India vs. China: A 21st Century Economic Battle Royal

May 5, 2015 Topic: Economics Region: Asia Tags: IndiaChina

India vs. China: A 21st Century Economic Battle Royal

"Innumerable analysts have predicted that the twenty-first century will belong to China, yet it seems worth considering whether the current millennium will not belong at least equally to India."

Back in August of last year, TNI described why India’s economic prospects are brighter than those of China (“Beware, China: India's Economy Could Have an Even Brighter Future,” ). That judgment seems to have been confirmed by subsequent events. As we noted at the time, "When all is said and done, the difference between India and China can be summed up in one word: freedom."

India is now clearly outperforming the other emerging nations, particularly China, a nation hobbled by a command economy and one of the most corrupt political systems on the planet. “As Brazil, Russia and China hit hurdles, it’s the poorest member of Goldman Sachs Group Inc.’s emerging-market group that’s proving a darling of global investors,” Bloomberg News reported in February. “The International Monetary Fund is predicting India will next year grow faster than each of its BRIC counterparts for the first time since 1999.”

In January of this year, we noted that Western hopes of an economic “rebalancing” by China, from state-directed investment to a demand pull economy based upon private consumer activity, was without basis (“ The False Hope of Chinese Economic Rebalancing ”). India, on the other hand, has not needed to stoke private demand because it already has a vibrant private-sector economy, albeit one that still struggles with bureaucracy and official corruption on a large scale. Yet even with all of India’s structural problems, the fact that its people are free to compete economically and express themselves politically puts them light years ahead of their counterparts in authoritarian China.

Instead of rebalancing its economy to greater consumer consumption, China seems instead to be heading toward a “new normal” of slower growth. While China’s official statistics suggest that the country met exactly the requisite target of 7.5 percent GDP, other indicators indicate that the years of artificial growth predicated on massive government spending on infrastructure is coming to an end. With economic statistics tightly controlled for political reasons, investors and other foreign observers lack accurate insight into how China's economy will evolve as the panacea of state “investment” allocations decline.

China Beige Book, one of the few Western organizations that independently collects economic data in China, sets the scene in terms of understanding China’s deliberate pull-back in fixed-asset investments:


In the first quarter of 2015, our survey showed growth in firms' capital expenditure easing for a fourth straight quarter, to the lowest level we've seen in four years of polling. Every sector except real estate saw slower investment in quarter-on-quarter terms, and real estate was sheltered only by its dismal performance at the end of last year… The credit and investment weakness may help the Chinese economy to rebalance.
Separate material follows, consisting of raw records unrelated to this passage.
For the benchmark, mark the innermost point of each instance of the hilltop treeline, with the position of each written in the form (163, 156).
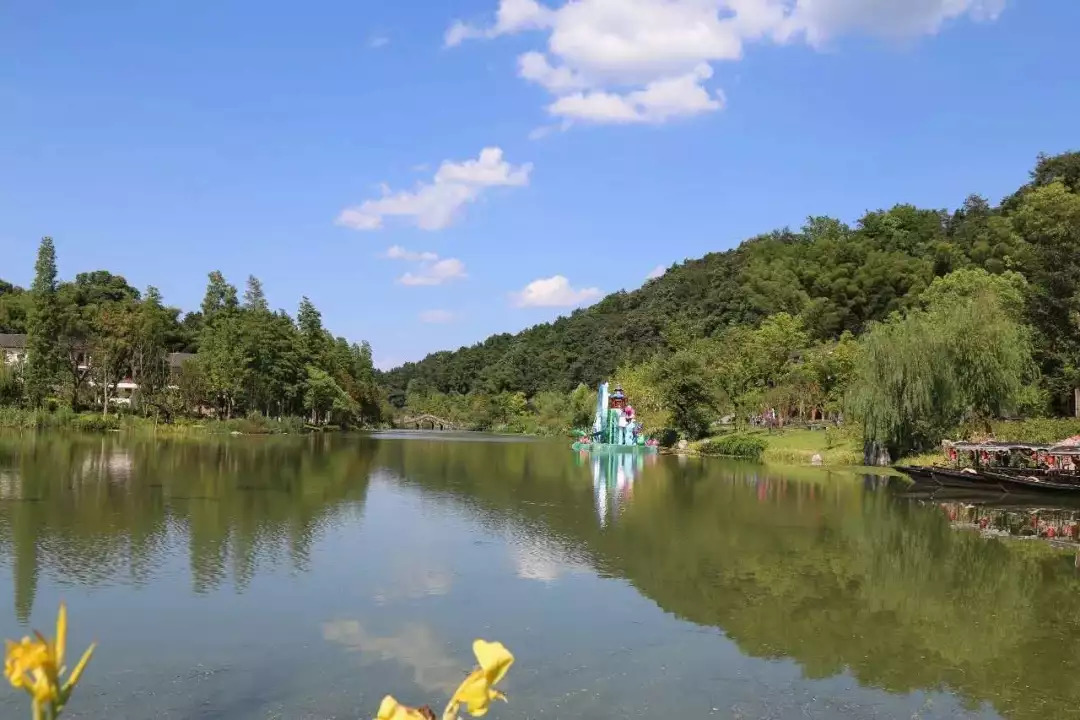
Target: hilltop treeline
(833, 276)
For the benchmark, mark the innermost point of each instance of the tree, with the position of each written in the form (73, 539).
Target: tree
(43, 352)
(324, 396)
(1048, 218)
(312, 336)
(152, 323)
(110, 347)
(687, 394)
(220, 296)
(921, 374)
(224, 361)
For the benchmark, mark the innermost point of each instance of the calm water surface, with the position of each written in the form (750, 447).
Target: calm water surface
(305, 578)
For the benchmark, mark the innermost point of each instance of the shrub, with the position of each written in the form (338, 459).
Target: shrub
(734, 445)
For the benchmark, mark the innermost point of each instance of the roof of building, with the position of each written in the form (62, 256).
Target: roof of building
(12, 341)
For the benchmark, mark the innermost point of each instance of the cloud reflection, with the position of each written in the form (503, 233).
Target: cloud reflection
(415, 647)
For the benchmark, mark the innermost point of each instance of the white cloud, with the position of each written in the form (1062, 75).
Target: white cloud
(399, 253)
(640, 60)
(821, 21)
(435, 205)
(553, 291)
(436, 316)
(535, 66)
(659, 102)
(431, 269)
(512, 16)
(435, 273)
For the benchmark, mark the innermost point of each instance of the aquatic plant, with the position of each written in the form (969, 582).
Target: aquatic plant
(475, 692)
(37, 666)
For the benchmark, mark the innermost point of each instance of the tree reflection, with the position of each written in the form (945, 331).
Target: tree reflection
(831, 570)
(96, 511)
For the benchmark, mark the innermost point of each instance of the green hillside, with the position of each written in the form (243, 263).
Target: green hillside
(833, 276)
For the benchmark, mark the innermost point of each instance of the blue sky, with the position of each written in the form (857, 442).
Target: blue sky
(300, 143)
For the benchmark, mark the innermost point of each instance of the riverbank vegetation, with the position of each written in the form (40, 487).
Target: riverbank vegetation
(96, 344)
(908, 325)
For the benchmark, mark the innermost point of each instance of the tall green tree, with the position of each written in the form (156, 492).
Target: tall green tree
(43, 351)
(919, 375)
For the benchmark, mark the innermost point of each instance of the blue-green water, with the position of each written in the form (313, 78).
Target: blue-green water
(308, 576)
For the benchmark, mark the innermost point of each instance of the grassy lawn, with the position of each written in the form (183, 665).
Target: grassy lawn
(797, 447)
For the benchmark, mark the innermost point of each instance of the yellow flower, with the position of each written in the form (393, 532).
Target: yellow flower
(477, 690)
(391, 709)
(37, 666)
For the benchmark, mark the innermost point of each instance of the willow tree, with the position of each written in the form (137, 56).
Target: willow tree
(921, 374)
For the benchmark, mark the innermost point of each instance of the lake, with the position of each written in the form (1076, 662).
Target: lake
(307, 576)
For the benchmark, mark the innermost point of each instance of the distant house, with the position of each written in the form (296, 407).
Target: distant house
(13, 352)
(13, 348)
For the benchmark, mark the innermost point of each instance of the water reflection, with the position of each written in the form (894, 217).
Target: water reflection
(613, 476)
(849, 583)
(72, 510)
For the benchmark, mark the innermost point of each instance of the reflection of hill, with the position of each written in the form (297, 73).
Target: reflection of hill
(107, 510)
(821, 571)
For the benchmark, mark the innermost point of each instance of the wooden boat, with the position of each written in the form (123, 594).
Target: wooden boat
(948, 477)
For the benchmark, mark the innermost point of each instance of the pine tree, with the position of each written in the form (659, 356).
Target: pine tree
(43, 355)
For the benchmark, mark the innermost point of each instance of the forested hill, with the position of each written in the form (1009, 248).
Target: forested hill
(835, 276)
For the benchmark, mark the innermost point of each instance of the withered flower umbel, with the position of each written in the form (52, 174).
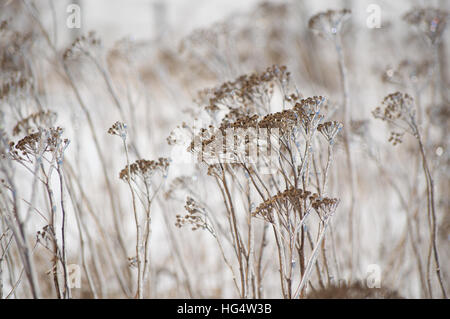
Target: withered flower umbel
(330, 22)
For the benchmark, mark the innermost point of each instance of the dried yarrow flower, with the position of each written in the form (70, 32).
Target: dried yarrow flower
(38, 143)
(298, 200)
(119, 129)
(329, 130)
(398, 110)
(196, 216)
(330, 22)
(430, 22)
(144, 169)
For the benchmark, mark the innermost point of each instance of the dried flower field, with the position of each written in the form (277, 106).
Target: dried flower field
(287, 149)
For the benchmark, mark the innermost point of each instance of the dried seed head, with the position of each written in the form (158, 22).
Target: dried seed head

But there is little sign consumption is taking the lead in driving growth.

One of the key factors driving economic growth is population, a factor that is most visible in the United States, which has seen population growth fall from 1.6 percent in the years following WWII to just over 0.5 percent today. Many experts note that the big change in the future will be the slow growth in population in many nations as fertility rates decline and the average age of the populations in these nations rises. While the working-age population of China is set to peak in a decade and then decline, India’s population is going to continue to expand.

Byron Wien of Blackstone describes how aging populations in Europe, China and Japan will contrast with trends in India, even as the global rate of population increase slows:

China’s peak employment is expected to occur in 2024. The working age population in the G19 countries plus Nigeria is expected to decline from 68 percent to 61 percent over the next 50 years. By 2064 India’s employment could expand by 54 percent, while China’s could shrink by 20 percent. The number of employees in the United States is expected to continue to rise, but at a slower rate than in the past. By employing more women and encouraging people to stay at their jobs beyond age 64, the expected .3 percent rate of working population growth could double, but that would still be well below the pace of the last 50 years.

When you combine the advantage of a dynamic free society with strong population growth, the economic case for India becomes compelling. The World Bank estimates that India will grow at 7.5 percent in 2015 vs. estimates several points lower, and that growth is poised to accelerate, as policy changes gather momentum to unlock needed infrastructure investments.

“While data constraints make it difficult to estimate potential GDP with precision, we estimate potential growth to nearly converge to 8 percent by 2017-18 from around 7 percent in 2013-14 assuming both a meaningful and sustainable pick up in investment . . . as well as a pick up in productivity growth,” the World Bank said in a report , which credits lower energy and food prices for the surge in GDP expansion.